Page MenuHomeSoftware Heritage

staging: git loader: failure to ingest huge repository (e.g. nixpkgs)
Open, NormalPublic

Description

Consistenly [1] not able to ingest some repositories on staging:

swhworker@worker1:~$ time SWH_CONFIG_FILENAME=/etc/softwareheritage/loader_git.yml swh loader run git https://github.com/NixOS/nixpkgs.git
INFO:swh.core.config:Loading config file /etc/softwareheritage/global.ini
INFO:swh.core.config:Loading config file /etc/softwareheritage/loader_git.yml
Enumerating objects: 1151, done.
Counting objects: 100% (1151/1151), done.
Compressing objects: 100% (475/475), done.
Total 2367234 (delta 844), reused 697 (delta 671), pack-reused 2366083
INFO:swh.loader.git.BulkLoader:Listed 70404 refs for repo https://github.com/NixOS/nixpkgs.git
Killed

real    57m16.787s
user    50m33.560s
sys     0m40.689s

Note: That ends up with a lingering origin visit with status ongoing (thus T2372 is really interesting).

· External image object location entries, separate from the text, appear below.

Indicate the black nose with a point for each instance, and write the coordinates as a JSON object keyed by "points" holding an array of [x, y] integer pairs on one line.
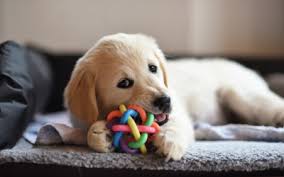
{"points": [[163, 103]]}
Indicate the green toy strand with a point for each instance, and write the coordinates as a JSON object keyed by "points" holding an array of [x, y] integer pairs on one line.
{"points": [[144, 136]]}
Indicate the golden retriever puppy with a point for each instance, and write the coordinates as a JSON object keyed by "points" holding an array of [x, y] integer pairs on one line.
{"points": [[131, 69]]}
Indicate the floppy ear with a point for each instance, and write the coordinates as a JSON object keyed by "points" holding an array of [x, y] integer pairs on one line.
{"points": [[80, 95], [162, 61]]}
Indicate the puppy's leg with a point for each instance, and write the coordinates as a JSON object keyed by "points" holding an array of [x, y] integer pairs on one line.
{"points": [[99, 137], [256, 106], [175, 137]]}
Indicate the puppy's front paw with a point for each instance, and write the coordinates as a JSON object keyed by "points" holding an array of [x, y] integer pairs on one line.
{"points": [[99, 137], [170, 144]]}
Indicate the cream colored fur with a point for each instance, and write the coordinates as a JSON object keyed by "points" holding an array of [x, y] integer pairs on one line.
{"points": [[198, 88]]}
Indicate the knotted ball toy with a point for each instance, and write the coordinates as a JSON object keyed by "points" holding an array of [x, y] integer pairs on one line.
{"points": [[134, 129]]}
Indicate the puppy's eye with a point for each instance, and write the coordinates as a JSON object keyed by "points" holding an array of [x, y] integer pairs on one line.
{"points": [[125, 83], [152, 68]]}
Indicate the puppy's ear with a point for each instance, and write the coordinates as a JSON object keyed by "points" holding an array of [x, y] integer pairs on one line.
{"points": [[80, 94], [162, 61]]}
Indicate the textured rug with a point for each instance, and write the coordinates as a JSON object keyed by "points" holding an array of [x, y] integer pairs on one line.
{"points": [[202, 156]]}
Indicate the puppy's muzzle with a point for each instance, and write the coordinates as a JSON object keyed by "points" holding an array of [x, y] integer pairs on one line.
{"points": [[163, 103]]}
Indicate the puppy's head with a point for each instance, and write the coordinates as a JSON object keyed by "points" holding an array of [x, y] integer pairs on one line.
{"points": [[120, 68]]}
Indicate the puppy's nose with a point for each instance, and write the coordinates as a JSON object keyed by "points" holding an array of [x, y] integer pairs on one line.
{"points": [[163, 103]]}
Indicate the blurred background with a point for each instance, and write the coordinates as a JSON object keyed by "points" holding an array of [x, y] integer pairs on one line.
{"points": [[181, 27]]}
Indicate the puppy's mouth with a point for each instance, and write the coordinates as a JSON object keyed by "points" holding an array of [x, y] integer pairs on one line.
{"points": [[162, 118]]}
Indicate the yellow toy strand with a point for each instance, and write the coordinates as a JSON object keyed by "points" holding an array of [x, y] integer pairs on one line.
{"points": [[134, 128]]}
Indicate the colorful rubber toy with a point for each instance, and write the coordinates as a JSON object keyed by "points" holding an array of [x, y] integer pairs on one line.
{"points": [[128, 136]]}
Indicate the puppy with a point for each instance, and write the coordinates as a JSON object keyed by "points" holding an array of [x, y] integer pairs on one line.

machine (worker1.internal.staging.swh.network):

  • 4 cores
  • 16Gib ram
  • no swap (our prod node does though) [2]

Nothing else runs there (other loader service are stopped).

[1] https://grafana.softwareheritage.org/d/q6c3_H0iz/system-overview?orgId=1&var-instance=worker1.internal.staging.swh.network&from=1587553104919&to=1587561781178
(both pick in memory usage are tryouts)

[2] I will add some swap to that node to check if that goes further with it.

Event Timeline

ardumont renamed this task from staging: loader git: failure to ingest repository to staging: git loader: failure to ingest huge repository (e.g. nixpkgs).Apr 22 2020, 3:33 PM
ardumont triaged this task as Normal priority.
ardumont created this task.
ardumont updated the task description. (Show Details)Apr 22 2020, 3:37 PM

[2] I will add some swap to that node to check if that goes further with it.

Added 4Gib of swap, that fails the same (expectedly but i wanted to be sure [3] ;).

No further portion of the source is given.